To calculate the expected number of machines that are not running at any given time, use

$$L = \sum_{i=0}^n i P_i$$

2.2.2Example

$\lambda = 2$ per day, $\mu = 4$ per day per repairman, $k = 2$ repairmen, $n=3$ machines.

The state diagram looks like this:

such inkscape

So we have:

  • At state 0: $6P_0 = 4P_1$ thus $P_1 = \frac{3}{2}P_0$
  • At state 1: $(4 + 4)P_1 = 6P_0 + 8P_2$. From above, $8P_1 = 12P_0$. So $12P_0 = 6P_0 + 8P_2$. Thus $6P_0 = 8P_2$. So $P_2 = \frac{6}{8}P_0 = \frac{3}{4} P_0$.
  • At state 2: $(8+2)P_2 = 4P_1 + 8P_3$. From above, $10P_2 = \frac{15}{2}P_0$ and $4P_1 = 6P_0$. So $10P_2 = \frac{15}{2}P_0 = 6P_0 + 8P_3$, thus $P_3 = \frac{3}{16}P_0$.
  • At state 3: I don't think you need to use this? Though you can use it to check.

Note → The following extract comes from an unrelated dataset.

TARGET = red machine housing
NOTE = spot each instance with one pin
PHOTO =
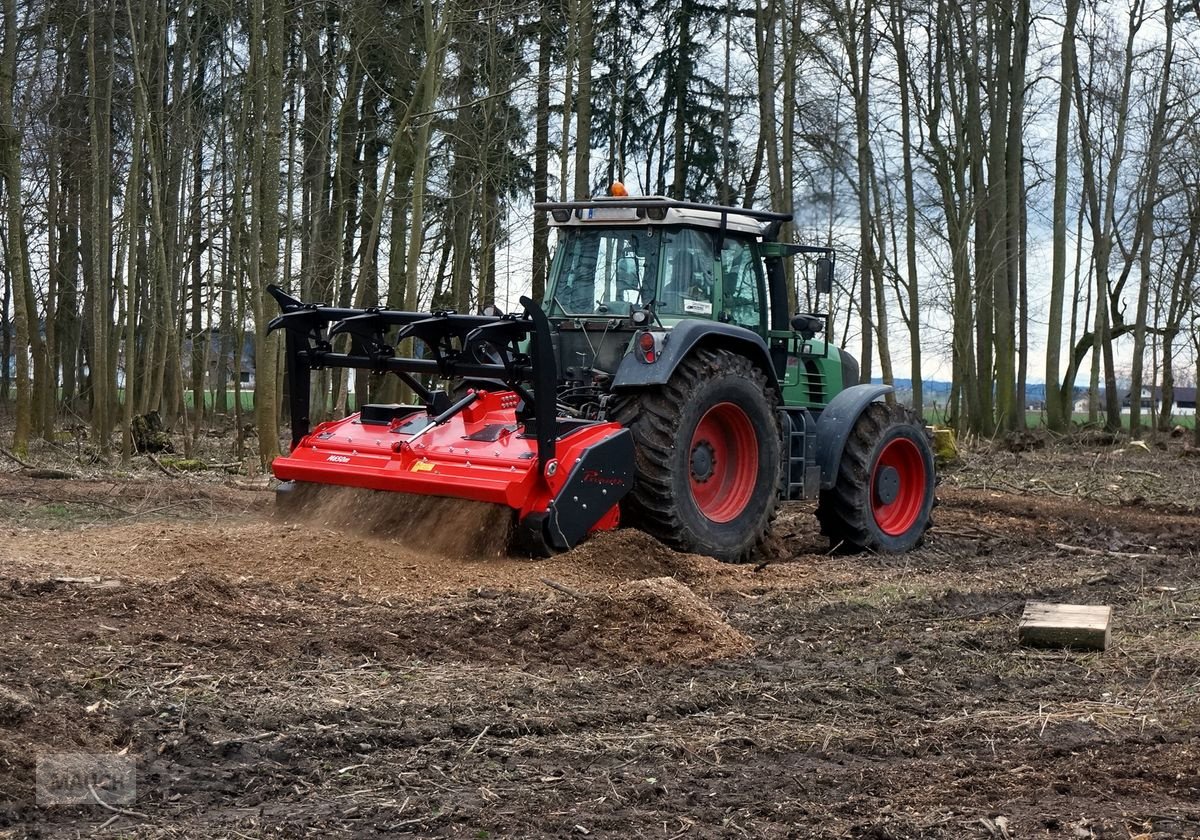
(481, 453)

Then, using the fact that the sum of the probabilities must be 1, we have:

$$\sum_{i=0}^3 P_i = P_0 + \frac{3}{2}P_0 + \frac{3}{4}P_0 + \frac{3}{16}P_0 + = \frac{16 + 24 + 12 + 3}{16} P_0 = \frac{55}{16}P_0 = 1 \quad \; \therefore P_0 = \frac{16}{55} \approx 0.2909, P_1 = 0.4364, P_2 = 0.2182, P_3 = 0.0545$$

Now to find the expected number of broken machines at any point:

$$L = \sum_{i=1}^{3} i P_i = P_1 + 2P_2 + 3P_3 \approx 1.0363$$

(The number of machines that are working is just $n-$ this number, so, $3-1.0363 =1.9637$ in this case.)